Turner Classic Movies Unveils New Look And New Slogan
Turner Classic Movies (TCM), the most popular channel destination for uncut, commercial-free classic films available twenty-four hours a day, has unveiled a new network logo. After 27 years of having a well-established look that has firmly set the tone and mood for the staton's "old movie" identity, TCM has decided to update their look and introduce a fresh slogan. By all appearances, the idea seems to be to establish an identity that appeases the dedicated fans while simultaneously appealing to a newer, younger audience. Only time will tell the extent of the success. Personally, I'm a bit torn.
I want to establish that I am a huge fan of TCM and classic films specifically.

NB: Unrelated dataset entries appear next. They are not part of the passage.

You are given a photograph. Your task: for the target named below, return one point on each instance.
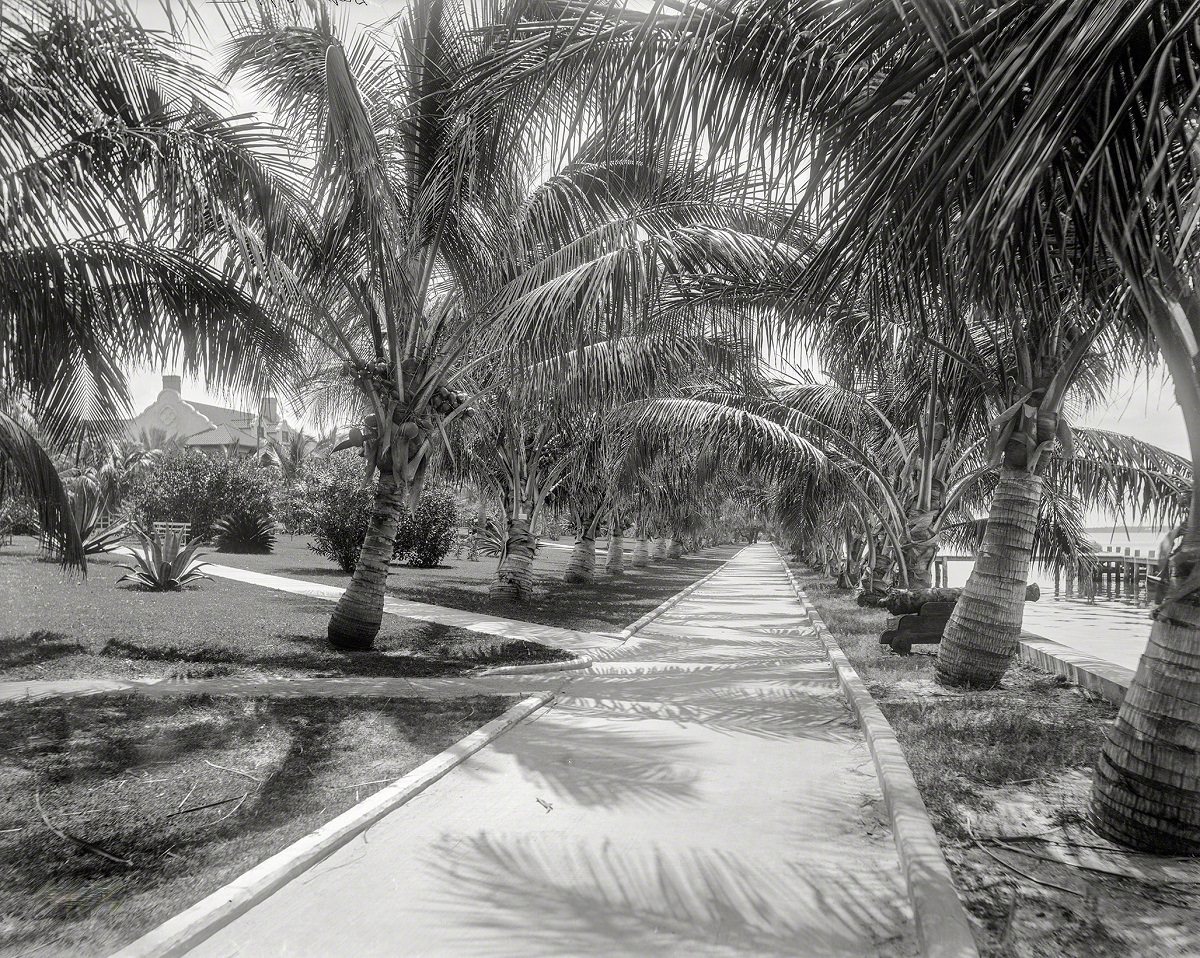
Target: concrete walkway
(703, 792)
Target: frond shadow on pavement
(562, 896)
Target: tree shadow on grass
(114, 770)
(37, 647)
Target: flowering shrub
(426, 534)
(330, 503)
(190, 486)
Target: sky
(1140, 405)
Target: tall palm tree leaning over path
(399, 235)
(1015, 156)
(137, 225)
(1059, 143)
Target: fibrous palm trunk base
(1146, 790)
(359, 611)
(616, 562)
(582, 567)
(983, 634)
(641, 552)
(514, 576)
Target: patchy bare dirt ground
(1006, 777)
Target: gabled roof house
(211, 429)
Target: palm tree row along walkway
(702, 791)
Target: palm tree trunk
(982, 636)
(641, 551)
(616, 561)
(359, 612)
(582, 567)
(1146, 789)
(514, 575)
(919, 562)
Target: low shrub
(426, 534)
(190, 486)
(333, 504)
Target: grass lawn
(55, 624)
(160, 802)
(1017, 761)
(610, 603)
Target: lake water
(1113, 626)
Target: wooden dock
(1115, 573)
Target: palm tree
(1042, 147)
(141, 216)
(401, 239)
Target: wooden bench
(160, 530)
(927, 624)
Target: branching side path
(703, 791)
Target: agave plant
(165, 564)
(245, 532)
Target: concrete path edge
(669, 603)
(943, 928)
(180, 934)
(564, 665)
(1105, 678)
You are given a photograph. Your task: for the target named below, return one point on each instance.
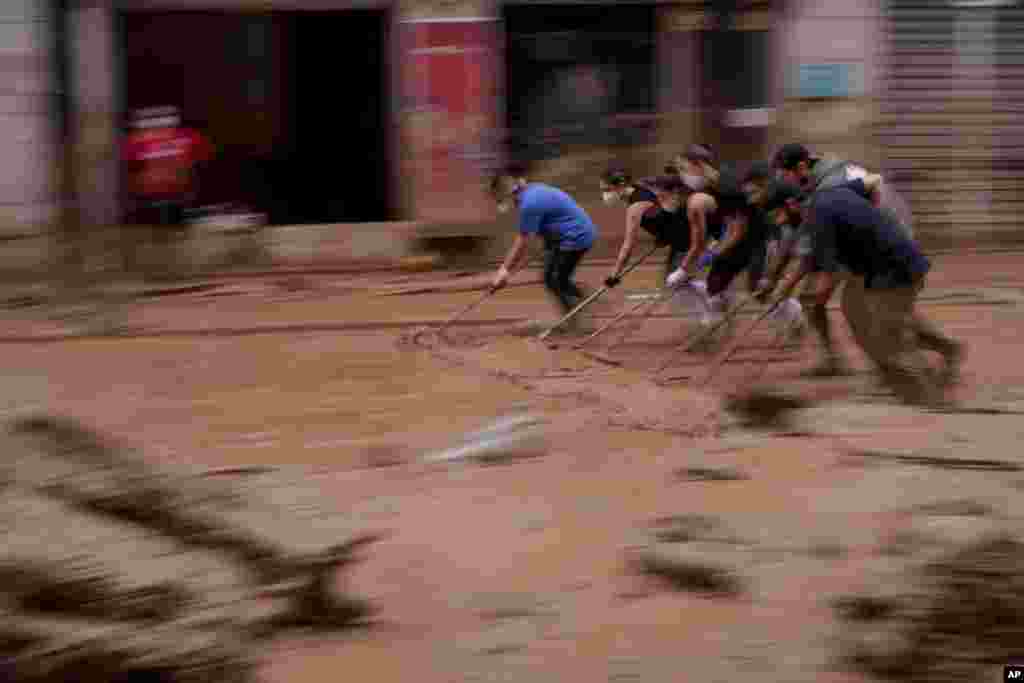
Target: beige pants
(893, 337)
(854, 308)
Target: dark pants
(674, 260)
(558, 268)
(724, 269)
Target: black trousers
(558, 268)
(752, 257)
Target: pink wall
(832, 31)
(27, 150)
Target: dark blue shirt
(847, 229)
(556, 217)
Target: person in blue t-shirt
(551, 215)
(846, 229)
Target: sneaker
(950, 375)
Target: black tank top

I've been a dedicated viewer of the station since its launch in 1994, I've attended every TCM Film Festival since it's inaugural year of 2009, and I was even a TCM Backlot Guest Programmer in November of 2019. I am a very devoted fan. So, I don't say it lightly when I express my opinion that I don't think a new logo and slogan is going to accomplish much except to annoy established fans. And regardless of a new stage look for the on-air hosts (Ben Mankiewicz and the rest), the announcement of "exciting" changes seems more like an attempt at an explanation about renovations, while trying to lure new blood with the promise of being up to date and modern.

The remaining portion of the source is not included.